By December 1939 the assembly of four locomotives at the Hutt Workshops had been completed, and they were expected to be operating to Paekakariki early in the new year.

The changeover was done gradually, and by July 1940 19 of 20 suburban trains were electric loco-hauled. By September 1940 they were hauling most trains, releasing most of the K^{A} class locomotives at Wellington for use elsewhere.

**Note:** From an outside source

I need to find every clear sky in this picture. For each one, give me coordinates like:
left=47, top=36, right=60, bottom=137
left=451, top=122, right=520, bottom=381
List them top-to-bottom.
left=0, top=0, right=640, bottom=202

The two South Island locomotives were transferred north to Wellington in 1943. Their cast iron headstocks could not withstand the shock of shunting, and they could not dissipate the heat generated by rheostatic braking (although in Wellington air brakes were adequate).

=== Renumbering ===
With the introduction of the Traffic Monitoring System (TMS) in 1979, the two remaining locomotives were renumbered ED15 and ED21.

==Steam boilers==
Each locomotive (E^{D} 101 to E^{D} 108; not E^{D} 109 and E^{D} 110) originally had oil-fired water-tube boilers for passenger carriage steam heaters, supplied by the Sentinel Waggon Works. The boiler could supply 1250 lb of steam per hour at a pressure of 40 psi, and the water and oil tanks had capacities of 400 and 500 impgal respectively, so could steam for four hours before refilling. They were shut down or removed in 1950 due to "ongoing reliability problems"; air turbulence particularly in tunnels or when trains passed on double-track sections resulted in downdraughts affecting the boiler and in passenger discomfort in winter. In June 1951 the Deputy Mechanical Engineer said that the cost of fitting suitable boilers for the section from Paekākāriki to Wellington was not warranted as the carriages leaving Paekākāriki had residual heat, and a steam loco could pre-heat carriages before they left Wellington. In 1954-55 two boilers were installed in the Wellington station basement (and in 1958 one went to the NZR Road Services garage in Rotorua). The Chief Mechanical Engineer then wanted eight locos to have boilers for the 1955 winter, but parts were not available for the obsolete boilers and "refurbishing did not proceed". It was also found that the boilers were unreliable as the burners had been amended to be outside the normal operating specifications.

==Withdrawal==
With the introduction of D^{A} class diesel locomotives on the Paekākāriki via Pukerua Bay to Wellington electrified section in 1967, eight of the class were withdrawn from service in 1969 and scrapped. The remaining two were kept in sporadic service until March 1981, when both locomotives were sold into preservation. There were plans to send them back to the Otira - Arthurs Pass section, but nothing came of this. E^{D} 101 is preserved by the Silver Stream Railway, while E^{D} 103 is preserved by the Canterbury Railway Society.

==Accidents==
A porter-shunter at Johnsonville was accidentally killed in March 1940 when he stepped into the path of a train being shunted by an E^{D} locomotive.